Predicting financial distress of contractors in the construction industry using ensemble learning
Introduction
The ability to predict the financial distress of contractor in the early stages of a construction project is critical for project owners and various stakeholders, such as investors and banks. This is because financial distress precedes a financial crisis, such as bankruptcy or liquidation, and is the result of detrimental events (Hertzel et al., 2008, Platt and Platt, 2002, Tinoco and Wilson, 2013). Whitaker (1999) and Tinco and Wilson (2013) demonstrated that financial distress can be identified prior to bankruptcy and default and can impede socioeconomic developments and cause damage to stakeholders, including creditors, labor unions, governmental bodies, employees, and even customers and suppliers (Wu, 2010). Therefore, the financial early warning signs that inform a contractor that it is approaching financial crisis can help it to identify problems and take strategic action before it experiences a financial crisis (Platt & Platt, 2002).

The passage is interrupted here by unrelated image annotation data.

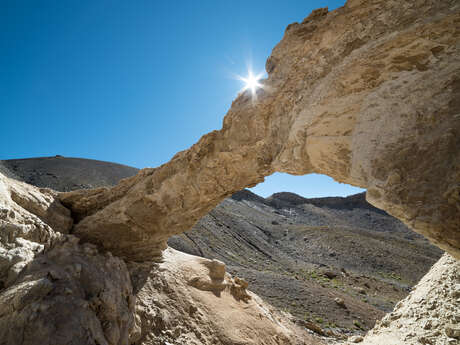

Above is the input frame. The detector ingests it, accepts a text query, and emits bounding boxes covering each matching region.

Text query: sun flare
[238,70,264,96]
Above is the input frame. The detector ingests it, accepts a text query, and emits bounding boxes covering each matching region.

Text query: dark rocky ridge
[1,156,441,332]
[1,155,139,192]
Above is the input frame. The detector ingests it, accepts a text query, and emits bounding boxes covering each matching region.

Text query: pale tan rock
[60,0,460,261]
[129,248,316,345]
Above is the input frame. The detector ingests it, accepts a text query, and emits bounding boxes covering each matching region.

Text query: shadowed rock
[60,0,460,261]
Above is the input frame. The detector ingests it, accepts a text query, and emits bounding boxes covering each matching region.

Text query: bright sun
[238,70,263,96]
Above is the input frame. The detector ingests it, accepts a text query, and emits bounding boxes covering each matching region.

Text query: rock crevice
[60,0,460,261]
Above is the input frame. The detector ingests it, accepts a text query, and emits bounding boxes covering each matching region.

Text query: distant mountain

Compared with other industries, the construction industry is especially vulnerable to financial crises due to the high degree of uncertainty (Horta and Camanho, 2013, Huang et al., 2013) caused by the uniqueness and long duration of the projects as well as the industry's sensitivity to economic cycles (Tserng, Lin, Tsai, & Chen, 2011). For example, in South Korea, the construction industry had the highest bankruptcy rate among all industries between 1998 and 2017 (NICE Information Service, 2018). In this situation, predicting whether a contractor will suffer a financial crisis during a construction project is necessary for project owner and stakeholders. Therefore, many studies have been conducted regarding the prediction of the financial crisis of contractors.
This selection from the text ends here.